Christine Pappas knows a thing or two about reinvention. The 44-year-old divorced mother of two adult sons had an established real estate career when she decided it was time for a major change. Her life was in transition, and her priorities had shifted: She wanted to spend her days making a positive difference in people’s lives.
She decided her second career would be in health care – she just didn’t know exactly where.
“I was a real estate agent when I got divorced, and then I switched into the mortgage business because it was more stable than 100 percent commission,” says Pappas. “I had been considering a new career that would fulfill me more at this time in my life, but motivation can be a bit difficult when you’re older.”
Then, the Haskell resident got laid off, and suddenly the road before her seemed clear. Pappas enrolled in classes for a job in radiography or ultrasound technology but soon knew those pursuits didn’t fit her goals. “I wanted a job in which I could build a relationship with the patient and establish a rapport – rather than just see them for only a few minutes,” she says.

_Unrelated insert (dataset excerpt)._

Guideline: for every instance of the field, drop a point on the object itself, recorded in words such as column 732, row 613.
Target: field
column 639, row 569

While seeking out other opportunities in 2012, she discovered the Rutgers School of Health Related Professions was launching an Occupational Therapy Assistant (OTA) program. “I had no idea what OT was, but I did a lot of research and talked to people in the profession to understand what they do day to day – and I knew it was a perfect match for me,” Pappas says.Rutgers’ OTA program – the only such program in New Jersey accredited by the Accreditation Council for Occupational Therapy Education – trains individuals to work under the supervision of occupational therapists. OTA assistants provide intervention to people of all ages who are challenged by disability, trauma or the aging process to develop, recover and improve the skills needed for daily living. Students like Pappas who attend Rutgers full time after completing all pre-professional courses graduate in a year and a half with an associate of science degree.
After she receives her degree, Pappas will celebrate as a member of the OTA program’s inaugural graduating class having earned the class’s highest grade-point average and SHRP’s Academic Achievement Award for exceptional performance and dedication in her program.
“Christine asked questions in a manner that demonstrated her concern and empathy for her future clients, says Catherine Colucci, the OTA program director. “She set high goals and immersed herself in learning through her fieldwork. She was a role model for the entire class.”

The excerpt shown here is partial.